For patients with both cold urticaria and cholinergic urticaria, ketotifen (where available) may be helpful. About 62% of patients experience a reduction in wheals, and 68% of patients report reduced itching. Cardiorespiratory symptoms also reportedly respond to ketotifen.

Danazol is another agent that can be beneficial for patients with cholinergic urticaria, ostensibly because it elevates antichymotrypsin levels.

Topically applied benzoyl scopolamine and oral scopolamine butylbromide, where available, may be helpful in blocking the appearance of cholinergic urticaria lesions after challenge 25).

Beta-blockers such as propranolol 26), leukotriene inhibitors and immunosuppressives have also been reported to be useful 27), 28). However, cholinergic urticaria in some patients may be refractory.

Sometimes, an attack of cholinergic urticaria can be aborted by rapid cooling. Ultraviolet (UV) light has been beneficial in some patients with the condition, but one must be circumspect about contraindications to UV light.
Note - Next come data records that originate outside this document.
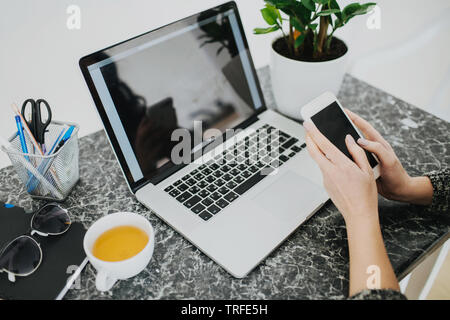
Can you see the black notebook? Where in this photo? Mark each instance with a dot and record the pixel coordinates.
(63, 256)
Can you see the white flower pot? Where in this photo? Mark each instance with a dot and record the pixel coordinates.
(295, 83)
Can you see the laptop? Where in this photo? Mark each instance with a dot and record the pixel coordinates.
(185, 115)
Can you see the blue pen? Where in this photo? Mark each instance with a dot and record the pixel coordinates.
(43, 167)
(65, 138)
(23, 143)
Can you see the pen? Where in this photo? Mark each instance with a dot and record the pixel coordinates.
(65, 138)
(43, 167)
(23, 143)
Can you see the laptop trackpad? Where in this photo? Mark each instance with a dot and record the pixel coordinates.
(291, 196)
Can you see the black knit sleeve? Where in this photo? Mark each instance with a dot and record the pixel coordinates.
(441, 190)
(380, 294)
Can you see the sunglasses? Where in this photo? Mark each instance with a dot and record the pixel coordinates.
(23, 255)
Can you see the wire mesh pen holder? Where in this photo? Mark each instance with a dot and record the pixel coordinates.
(52, 176)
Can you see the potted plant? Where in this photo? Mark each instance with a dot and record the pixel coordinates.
(307, 59)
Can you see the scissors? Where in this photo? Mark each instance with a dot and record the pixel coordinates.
(37, 127)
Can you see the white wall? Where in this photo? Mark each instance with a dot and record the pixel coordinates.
(39, 54)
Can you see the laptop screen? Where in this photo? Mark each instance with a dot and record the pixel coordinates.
(196, 73)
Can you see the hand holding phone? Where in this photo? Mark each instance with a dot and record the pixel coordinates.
(330, 119)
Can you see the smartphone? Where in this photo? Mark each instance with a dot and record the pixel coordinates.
(329, 117)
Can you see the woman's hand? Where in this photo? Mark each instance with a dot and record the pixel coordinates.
(394, 182)
(352, 188)
(351, 185)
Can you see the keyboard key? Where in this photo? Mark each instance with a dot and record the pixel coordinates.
(184, 196)
(198, 208)
(252, 181)
(194, 189)
(175, 193)
(214, 166)
(192, 201)
(219, 182)
(213, 209)
(296, 148)
(223, 190)
(289, 143)
(222, 203)
(246, 174)
(217, 174)
(215, 196)
(202, 184)
(276, 163)
(203, 193)
(238, 179)
(227, 177)
(231, 185)
(260, 164)
(230, 196)
(206, 171)
(207, 202)
(205, 215)
(191, 182)
(199, 176)
(235, 172)
(253, 169)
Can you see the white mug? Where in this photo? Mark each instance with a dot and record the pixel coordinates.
(109, 272)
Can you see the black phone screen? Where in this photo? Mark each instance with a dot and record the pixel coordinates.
(334, 125)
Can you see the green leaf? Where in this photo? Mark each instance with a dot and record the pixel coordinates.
(274, 11)
(356, 9)
(298, 25)
(335, 5)
(328, 12)
(300, 39)
(313, 26)
(309, 4)
(265, 30)
(270, 16)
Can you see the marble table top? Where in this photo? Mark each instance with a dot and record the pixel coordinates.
(311, 264)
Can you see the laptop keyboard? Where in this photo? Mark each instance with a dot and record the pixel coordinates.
(211, 187)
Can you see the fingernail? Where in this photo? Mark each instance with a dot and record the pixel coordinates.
(350, 139)
(362, 142)
(308, 125)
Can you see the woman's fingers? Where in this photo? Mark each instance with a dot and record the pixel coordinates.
(358, 154)
(327, 148)
(316, 154)
(384, 155)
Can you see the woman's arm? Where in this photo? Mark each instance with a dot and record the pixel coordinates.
(394, 182)
(352, 188)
Rapid desensitization with autologous sweat has been reported in patients resistant to conventional therapy who have sweat hypersensitivity 29).

In evaluating any response to therapy, one must always consider that cholinergic urticaria can clear spontaneously.


Modifying one’s diet may be helpful because cholinergic urticaria attacks can sometimes result from hot foods and beverages, highly spiced foods, and alcohol.

Prevention of cholinergic urticaria

Patients with cholinergic urticaria should avoid the precipitating factors. These factors, in some persons, include exercise and any activity that causes sweating, such as elevated environmental temperature, hot food, sauna baths, immersion in hot water, gustatory stimuli, emotional stress, and hemodialysis.